# Image Selection

Because we have a massive dataset of about 179k images, we do not want to include all of these images into our time-lapse video. For example, some images are too dark, because they were captured early in the morning or in the evening. One can think of some more reasons why not to include all available images in the video. Therefore, we will select a smaller subset for creating our time-lapse video.

## How do We Select Images?

A very simple approach could be to select one image a day around noon.
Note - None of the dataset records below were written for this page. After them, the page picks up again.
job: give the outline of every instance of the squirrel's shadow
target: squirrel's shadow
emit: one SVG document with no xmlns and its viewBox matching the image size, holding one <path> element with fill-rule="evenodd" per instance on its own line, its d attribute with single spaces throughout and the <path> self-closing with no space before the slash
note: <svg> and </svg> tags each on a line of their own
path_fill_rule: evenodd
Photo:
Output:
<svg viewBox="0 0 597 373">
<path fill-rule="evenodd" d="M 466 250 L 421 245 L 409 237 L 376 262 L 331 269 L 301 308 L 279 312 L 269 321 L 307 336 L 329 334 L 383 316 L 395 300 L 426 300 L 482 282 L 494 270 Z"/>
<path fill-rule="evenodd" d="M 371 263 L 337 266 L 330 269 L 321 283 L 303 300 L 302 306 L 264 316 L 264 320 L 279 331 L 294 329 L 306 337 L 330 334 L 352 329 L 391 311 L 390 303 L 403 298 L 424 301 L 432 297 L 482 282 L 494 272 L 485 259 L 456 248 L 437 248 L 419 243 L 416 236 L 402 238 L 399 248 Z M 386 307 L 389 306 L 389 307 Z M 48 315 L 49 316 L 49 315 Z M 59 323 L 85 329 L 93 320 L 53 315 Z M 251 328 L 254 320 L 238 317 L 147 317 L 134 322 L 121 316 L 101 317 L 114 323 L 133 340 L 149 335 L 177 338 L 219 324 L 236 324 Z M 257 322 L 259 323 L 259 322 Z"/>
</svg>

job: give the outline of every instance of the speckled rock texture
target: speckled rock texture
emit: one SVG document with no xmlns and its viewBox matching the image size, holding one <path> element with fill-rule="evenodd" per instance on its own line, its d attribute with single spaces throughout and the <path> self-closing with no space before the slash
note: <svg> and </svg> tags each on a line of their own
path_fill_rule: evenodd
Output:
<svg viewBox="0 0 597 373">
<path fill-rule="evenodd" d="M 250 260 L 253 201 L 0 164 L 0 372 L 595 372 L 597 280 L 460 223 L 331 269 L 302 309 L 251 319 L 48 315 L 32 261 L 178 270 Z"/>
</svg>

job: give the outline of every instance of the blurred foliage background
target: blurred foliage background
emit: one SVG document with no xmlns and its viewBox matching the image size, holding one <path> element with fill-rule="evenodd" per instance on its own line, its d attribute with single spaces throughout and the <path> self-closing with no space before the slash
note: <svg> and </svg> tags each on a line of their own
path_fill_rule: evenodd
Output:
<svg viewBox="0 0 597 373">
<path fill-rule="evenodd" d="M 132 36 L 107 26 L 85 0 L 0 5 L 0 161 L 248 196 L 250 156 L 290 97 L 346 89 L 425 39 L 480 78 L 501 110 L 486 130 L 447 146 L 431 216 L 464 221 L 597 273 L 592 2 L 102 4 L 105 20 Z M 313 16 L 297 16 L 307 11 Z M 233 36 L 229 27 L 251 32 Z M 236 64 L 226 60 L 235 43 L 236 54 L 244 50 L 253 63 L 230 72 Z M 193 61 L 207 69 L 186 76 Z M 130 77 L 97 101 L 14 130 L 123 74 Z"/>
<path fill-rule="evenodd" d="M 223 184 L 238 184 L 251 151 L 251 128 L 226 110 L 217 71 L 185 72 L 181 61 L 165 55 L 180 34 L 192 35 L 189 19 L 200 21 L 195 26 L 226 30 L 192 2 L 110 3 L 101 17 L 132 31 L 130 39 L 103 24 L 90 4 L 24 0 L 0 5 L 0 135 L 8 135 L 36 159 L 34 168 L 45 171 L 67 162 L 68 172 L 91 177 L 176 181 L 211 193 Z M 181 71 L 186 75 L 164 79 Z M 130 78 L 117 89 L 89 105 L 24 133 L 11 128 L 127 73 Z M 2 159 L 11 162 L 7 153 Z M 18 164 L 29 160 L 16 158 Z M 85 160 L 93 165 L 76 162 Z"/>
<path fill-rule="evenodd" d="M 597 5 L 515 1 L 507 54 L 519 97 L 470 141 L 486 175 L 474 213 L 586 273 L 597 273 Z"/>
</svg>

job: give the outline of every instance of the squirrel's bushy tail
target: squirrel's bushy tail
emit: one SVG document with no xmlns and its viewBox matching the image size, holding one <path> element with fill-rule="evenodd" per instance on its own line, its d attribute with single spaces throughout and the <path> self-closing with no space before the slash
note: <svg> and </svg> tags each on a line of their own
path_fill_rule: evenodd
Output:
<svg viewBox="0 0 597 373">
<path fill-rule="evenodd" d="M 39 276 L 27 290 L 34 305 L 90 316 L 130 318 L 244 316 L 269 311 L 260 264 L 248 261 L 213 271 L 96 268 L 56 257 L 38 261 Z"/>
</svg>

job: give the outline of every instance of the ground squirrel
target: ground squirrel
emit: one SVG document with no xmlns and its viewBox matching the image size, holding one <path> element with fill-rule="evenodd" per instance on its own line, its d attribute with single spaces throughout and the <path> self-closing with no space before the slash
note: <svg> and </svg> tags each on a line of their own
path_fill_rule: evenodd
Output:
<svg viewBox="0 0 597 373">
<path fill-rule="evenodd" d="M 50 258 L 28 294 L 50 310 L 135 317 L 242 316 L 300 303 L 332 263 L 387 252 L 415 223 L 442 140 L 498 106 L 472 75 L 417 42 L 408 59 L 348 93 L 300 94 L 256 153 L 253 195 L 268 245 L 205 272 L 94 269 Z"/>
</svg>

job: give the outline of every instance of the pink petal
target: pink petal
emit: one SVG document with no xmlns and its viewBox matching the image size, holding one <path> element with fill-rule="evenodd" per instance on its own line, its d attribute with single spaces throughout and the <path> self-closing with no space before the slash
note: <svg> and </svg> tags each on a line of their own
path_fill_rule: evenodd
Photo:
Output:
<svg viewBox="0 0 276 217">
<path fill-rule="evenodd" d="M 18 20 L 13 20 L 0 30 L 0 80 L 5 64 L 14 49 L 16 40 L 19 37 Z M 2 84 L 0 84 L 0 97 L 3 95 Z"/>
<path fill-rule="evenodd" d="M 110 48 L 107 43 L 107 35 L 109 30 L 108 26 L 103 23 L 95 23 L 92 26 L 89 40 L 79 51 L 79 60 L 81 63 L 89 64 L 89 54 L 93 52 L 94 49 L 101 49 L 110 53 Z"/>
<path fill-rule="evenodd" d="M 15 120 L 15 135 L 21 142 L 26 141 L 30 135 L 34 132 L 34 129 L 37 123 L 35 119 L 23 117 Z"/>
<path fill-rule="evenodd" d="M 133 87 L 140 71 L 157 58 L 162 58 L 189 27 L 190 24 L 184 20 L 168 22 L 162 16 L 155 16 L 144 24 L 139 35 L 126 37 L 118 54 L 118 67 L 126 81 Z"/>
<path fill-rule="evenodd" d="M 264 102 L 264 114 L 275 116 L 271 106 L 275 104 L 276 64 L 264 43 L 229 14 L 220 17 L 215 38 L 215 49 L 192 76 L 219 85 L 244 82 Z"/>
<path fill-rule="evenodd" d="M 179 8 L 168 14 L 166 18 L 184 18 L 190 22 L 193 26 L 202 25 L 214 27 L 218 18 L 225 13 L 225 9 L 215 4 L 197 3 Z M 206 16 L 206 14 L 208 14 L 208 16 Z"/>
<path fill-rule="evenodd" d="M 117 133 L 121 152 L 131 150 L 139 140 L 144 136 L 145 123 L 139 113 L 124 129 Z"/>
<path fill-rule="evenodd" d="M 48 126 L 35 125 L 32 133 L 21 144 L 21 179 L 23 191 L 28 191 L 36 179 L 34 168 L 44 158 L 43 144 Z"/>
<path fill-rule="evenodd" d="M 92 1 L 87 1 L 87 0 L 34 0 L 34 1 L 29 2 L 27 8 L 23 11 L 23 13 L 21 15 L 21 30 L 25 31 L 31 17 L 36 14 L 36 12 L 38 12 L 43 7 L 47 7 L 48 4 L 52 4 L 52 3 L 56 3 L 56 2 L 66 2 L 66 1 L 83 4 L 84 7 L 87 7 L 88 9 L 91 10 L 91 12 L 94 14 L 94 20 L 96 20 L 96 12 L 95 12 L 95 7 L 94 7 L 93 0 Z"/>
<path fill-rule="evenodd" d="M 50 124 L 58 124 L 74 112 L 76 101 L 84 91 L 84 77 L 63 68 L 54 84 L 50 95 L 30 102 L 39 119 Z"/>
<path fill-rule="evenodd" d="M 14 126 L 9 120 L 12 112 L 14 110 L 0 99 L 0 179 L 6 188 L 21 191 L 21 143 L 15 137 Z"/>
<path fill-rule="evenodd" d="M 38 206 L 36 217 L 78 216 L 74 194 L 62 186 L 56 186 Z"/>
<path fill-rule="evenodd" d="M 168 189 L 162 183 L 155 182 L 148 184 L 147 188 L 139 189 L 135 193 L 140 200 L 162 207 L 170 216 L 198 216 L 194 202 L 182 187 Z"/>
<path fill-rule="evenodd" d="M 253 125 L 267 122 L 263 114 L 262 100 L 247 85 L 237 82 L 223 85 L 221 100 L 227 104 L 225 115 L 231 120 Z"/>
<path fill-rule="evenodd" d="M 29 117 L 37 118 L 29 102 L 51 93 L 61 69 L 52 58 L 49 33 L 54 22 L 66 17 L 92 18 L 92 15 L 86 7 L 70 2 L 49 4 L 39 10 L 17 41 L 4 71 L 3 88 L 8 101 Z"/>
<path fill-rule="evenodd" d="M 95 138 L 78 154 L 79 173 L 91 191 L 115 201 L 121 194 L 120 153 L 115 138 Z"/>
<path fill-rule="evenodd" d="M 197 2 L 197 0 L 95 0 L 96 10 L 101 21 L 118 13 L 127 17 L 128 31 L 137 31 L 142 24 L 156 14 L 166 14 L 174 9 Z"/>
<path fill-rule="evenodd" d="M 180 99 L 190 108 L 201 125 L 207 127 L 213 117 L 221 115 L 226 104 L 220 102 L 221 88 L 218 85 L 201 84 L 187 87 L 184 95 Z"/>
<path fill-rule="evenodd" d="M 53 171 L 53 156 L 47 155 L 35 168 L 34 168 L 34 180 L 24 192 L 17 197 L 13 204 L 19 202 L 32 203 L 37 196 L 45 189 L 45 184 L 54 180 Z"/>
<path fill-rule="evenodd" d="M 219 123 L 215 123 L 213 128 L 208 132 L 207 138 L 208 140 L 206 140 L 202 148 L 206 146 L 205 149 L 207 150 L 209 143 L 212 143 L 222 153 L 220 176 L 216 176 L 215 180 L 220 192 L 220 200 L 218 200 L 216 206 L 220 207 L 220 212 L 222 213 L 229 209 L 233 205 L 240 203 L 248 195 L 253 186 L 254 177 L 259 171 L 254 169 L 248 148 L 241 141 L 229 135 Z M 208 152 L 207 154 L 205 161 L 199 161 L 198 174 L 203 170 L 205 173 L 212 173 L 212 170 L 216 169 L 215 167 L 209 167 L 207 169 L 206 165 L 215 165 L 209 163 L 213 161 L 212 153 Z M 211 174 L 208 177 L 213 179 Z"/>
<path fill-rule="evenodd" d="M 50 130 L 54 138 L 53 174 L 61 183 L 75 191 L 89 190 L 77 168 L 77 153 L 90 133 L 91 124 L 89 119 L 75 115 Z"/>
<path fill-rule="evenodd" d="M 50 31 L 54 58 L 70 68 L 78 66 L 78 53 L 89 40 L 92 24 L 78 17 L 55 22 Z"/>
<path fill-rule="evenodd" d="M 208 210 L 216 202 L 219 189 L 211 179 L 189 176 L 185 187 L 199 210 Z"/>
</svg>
This seems reasonable, first we get a relatively small subset of the available data, one image a day leads to around 365 images and second, image brightness should be no problem.

Other possible approaches:
- select multiple images for each day with a given brightness value
- select multiple images for each day within a given timeframe, e.g. 9am to 5pm
- select multiple images for each day, by selecting the first/last *x* images matching some *condition*

and whatever you could think of.

But for now, lets start with the first and very simple approach, selecting one image a day around noon.

In [1]:
import pandas as pd
import numpy as np
import datetime

from src.features import build_features

ALL_TIMESTAMPS_FILE = '../data/raw/image-timestamps.txt'
SELECTED_TIMESTAMPS_FILE = '../data/processed/selected-image-timestamps-noon.txt'

# load all images timestamps from file
timestamps = pd.read_csv(
    ALL_TIMESTAMPS_FILE,
    names = ['timestamp'],
    dtype = {'timestamp': np.int64} )

In [2]:
# for details of get_timestamps_in_range function, see src/data/make_dataset

# extract timestamps at noon
timestamps_noon = build_features.get_timestamps_in_range(timestamps, 12, 5)

display(timestamps_noon)

Unnamed: 0,timestamp
0,1488884432
1,1488970832
2,1489057232
3,1489143632
4,1489230032
...,...
358,1522407658
359,1522493999
360,1522580459
361,1522666799


In [3]:
# write to file
timestamps_noon.to_csv(SELECTED_TIMESTAMPS_FILE, header = False, index = False)

# Prepare Selected Images for Class Prediction

Find images in filesystem and copy to directory

```
$ xargs -a ~/selected-image-timestamps-noon.txt -L 1 -I# find . -name "pic_#.jpg" -exec cp {} selected-images-noon \;
```

When find is not compiled with *exec* option do this in two steps

```
$ xargs -a ~/selected-image-timestamps-noon.txt -L 1 -I# find . -name "pic_#.jpg" > selected-images-path-noon.txt
$ xargs -a selected-images-path-noon.txt cp -t selected-images-noon
```

Selected images have been saved in *selected-images-noon* directory and can be used for further processing.